Etiqueta 13,5 Viaje en tren a Estambul
Por la tarde, me dirigí a la estación de tren de Sofía y subí al tren hacia Estambul. En mi compartimento de literas de 4 camas, me encontré con dos caras conocidas: la primera...


Publicado: 12.01.2025
















Bastante hambriento, me dirigí a mi albergue para dejar mi gran mochila y conseguir un kebab cerca. Con energía renovada, caminé hacia el puerto y exploré la zona. Mi albergue estaba perfectamente situado en el centro del casco antiguo, y desde allí podía descubrir todas las grandes atracciones.

En la plaza de Sultanahmet, donde se encuentra la famosa Mezquita Azul, me senté en un banco y observé a las multitudes de turistas que pasaban. De vez en cuando, los llamados a la oración de las mezquitas, que venían de Santa Sofía y de la Mezquita Azul, me sobresaltaban.


Por la tarde, en mi búsqueda de comida, me dirigí a un barrio diferente. Dado que había cruzado un largo puente, asumí que estaba en el lado asiático de Estambul. Sin embargo, después de echar un vistazo rápido a mi teléfono, me di cuenta de que no había cruzado el Bósforo, sino solo un afluente. Así que, aún en Europa, encontré un pequeño puesto de comida con un amable propietario, compré un kebab para llevar y caminé hacia un parque situado en una pequeña colina.
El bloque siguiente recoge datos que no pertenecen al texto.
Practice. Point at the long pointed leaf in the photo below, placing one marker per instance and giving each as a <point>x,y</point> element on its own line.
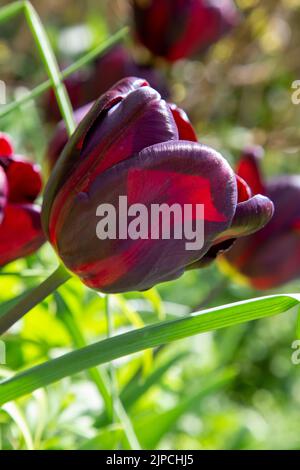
<point>138,340</point>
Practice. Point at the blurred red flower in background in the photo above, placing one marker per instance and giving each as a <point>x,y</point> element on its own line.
<point>270,257</point>
<point>20,225</point>
<point>176,29</point>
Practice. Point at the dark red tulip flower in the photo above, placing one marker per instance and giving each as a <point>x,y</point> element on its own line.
<point>130,146</point>
<point>270,257</point>
<point>20,223</point>
<point>60,136</point>
<point>176,29</point>
<point>84,87</point>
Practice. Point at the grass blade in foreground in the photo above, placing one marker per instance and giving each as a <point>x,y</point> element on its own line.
<point>138,340</point>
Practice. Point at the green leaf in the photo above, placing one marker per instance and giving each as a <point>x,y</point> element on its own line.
<point>144,338</point>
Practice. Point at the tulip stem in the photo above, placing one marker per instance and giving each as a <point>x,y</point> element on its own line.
<point>112,375</point>
<point>81,62</point>
<point>33,298</point>
<point>47,55</point>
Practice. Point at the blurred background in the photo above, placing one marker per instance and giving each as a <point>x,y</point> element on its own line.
<point>233,389</point>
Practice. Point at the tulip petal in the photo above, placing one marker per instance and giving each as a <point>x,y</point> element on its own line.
<point>171,172</point>
<point>244,191</point>
<point>24,179</point>
<point>20,232</point>
<point>69,159</point>
<point>3,193</point>
<point>249,169</point>
<point>140,120</point>
<point>185,128</point>
<point>250,216</point>
<point>6,148</point>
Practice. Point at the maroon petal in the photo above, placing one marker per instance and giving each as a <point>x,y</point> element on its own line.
<point>244,191</point>
<point>171,172</point>
<point>24,179</point>
<point>3,193</point>
<point>139,120</point>
<point>6,148</point>
<point>20,232</point>
<point>249,169</point>
<point>250,216</point>
<point>185,128</point>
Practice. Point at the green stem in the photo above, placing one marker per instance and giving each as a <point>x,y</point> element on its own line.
<point>101,380</point>
<point>87,58</point>
<point>33,298</point>
<point>112,376</point>
<point>50,63</point>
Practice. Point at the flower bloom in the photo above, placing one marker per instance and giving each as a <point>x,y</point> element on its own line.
<point>131,143</point>
<point>84,87</point>
<point>175,29</point>
<point>270,257</point>
<point>20,225</point>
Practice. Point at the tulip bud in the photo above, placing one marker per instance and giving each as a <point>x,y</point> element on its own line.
<point>129,147</point>
<point>271,257</point>
<point>20,225</point>
<point>175,29</point>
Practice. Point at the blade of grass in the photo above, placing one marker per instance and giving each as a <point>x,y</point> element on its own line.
<point>87,58</point>
<point>50,63</point>
<point>98,377</point>
<point>138,340</point>
<point>17,308</point>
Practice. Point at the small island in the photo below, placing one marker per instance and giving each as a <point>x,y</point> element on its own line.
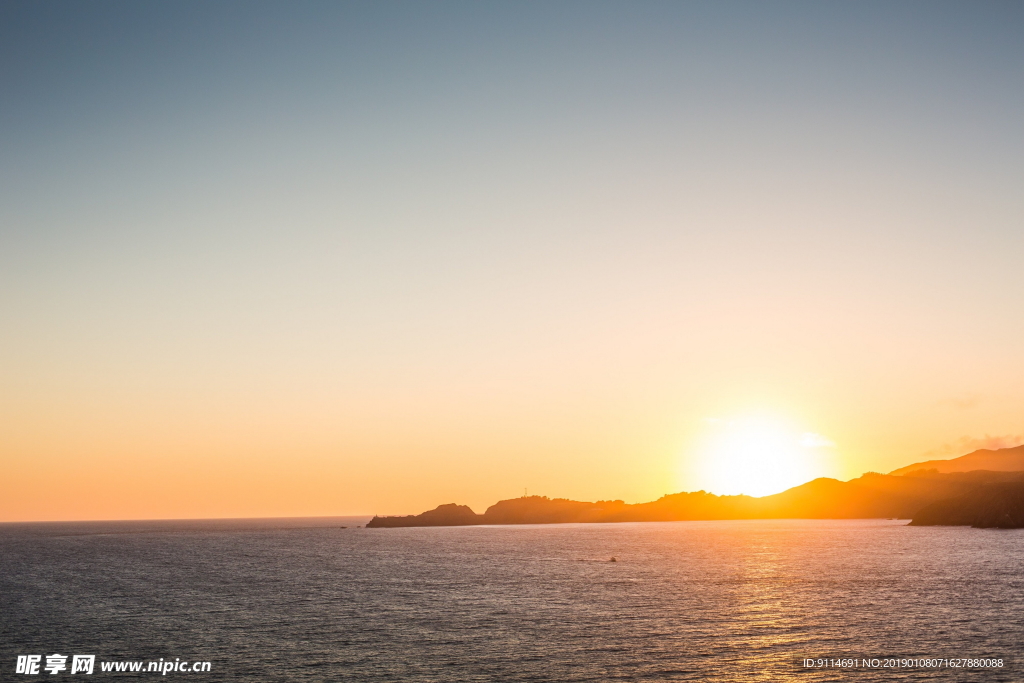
<point>932,493</point>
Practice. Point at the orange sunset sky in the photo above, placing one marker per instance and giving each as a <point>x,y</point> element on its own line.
<point>339,259</point>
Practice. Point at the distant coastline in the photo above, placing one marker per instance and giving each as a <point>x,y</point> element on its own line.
<point>951,492</point>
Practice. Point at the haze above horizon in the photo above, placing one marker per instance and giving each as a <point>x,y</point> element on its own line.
<point>308,259</point>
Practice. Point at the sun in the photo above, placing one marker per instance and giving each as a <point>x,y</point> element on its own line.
<point>757,457</point>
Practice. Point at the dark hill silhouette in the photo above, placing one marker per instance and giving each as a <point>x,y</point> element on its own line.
<point>1003,460</point>
<point>995,506</point>
<point>868,496</point>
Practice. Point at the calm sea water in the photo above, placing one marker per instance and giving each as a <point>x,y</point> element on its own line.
<point>304,600</point>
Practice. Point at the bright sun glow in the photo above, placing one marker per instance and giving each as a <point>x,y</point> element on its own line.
<point>757,457</point>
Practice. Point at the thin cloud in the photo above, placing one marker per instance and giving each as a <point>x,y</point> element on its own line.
<point>966,444</point>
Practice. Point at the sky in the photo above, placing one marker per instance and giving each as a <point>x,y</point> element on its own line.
<point>295,259</point>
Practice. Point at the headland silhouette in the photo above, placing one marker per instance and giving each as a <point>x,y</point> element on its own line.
<point>947,492</point>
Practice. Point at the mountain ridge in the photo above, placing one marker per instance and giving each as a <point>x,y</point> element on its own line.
<point>869,496</point>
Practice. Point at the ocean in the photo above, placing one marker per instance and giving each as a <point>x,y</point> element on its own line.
<point>306,600</point>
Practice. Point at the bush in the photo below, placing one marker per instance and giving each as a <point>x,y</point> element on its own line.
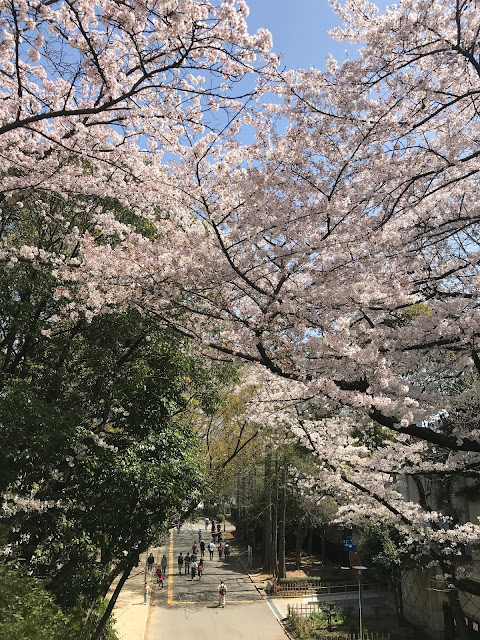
<point>27,611</point>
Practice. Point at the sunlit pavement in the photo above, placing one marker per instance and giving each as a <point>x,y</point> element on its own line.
<point>187,609</point>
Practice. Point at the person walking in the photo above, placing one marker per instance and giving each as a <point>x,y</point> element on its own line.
<point>194,569</point>
<point>163,564</point>
<point>222,592</point>
<point>188,559</point>
<point>160,577</point>
<point>150,562</point>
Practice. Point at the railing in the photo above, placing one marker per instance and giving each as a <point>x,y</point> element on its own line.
<point>366,636</point>
<point>307,588</point>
Desde allí, tenía una maravillosa vista de la gran ciudad turca ante la puesta de sol.


Surprendido y empapado por una fuerte tormenta, volví tarde al albergue. Sin embargo, frente a la puerta de entrada estaban mis dos simpáticos compañeros de habitación, a quienes me uní para conocerles un poco más. No podrían ser más diferentes: un padre de familia ruso de 35 años, conductor de camiones profesional, y un australiano de 26 años, desempleado, que quería ser libre en la vida y viajaba solo por el mundo. Cuando ambos se sumieron en una profunda conversación sobre el sentido de la vida, que gradualmente perdió contenido (ya que ambos sentían un gran deseo de la botella de whisky), me fui a la cama.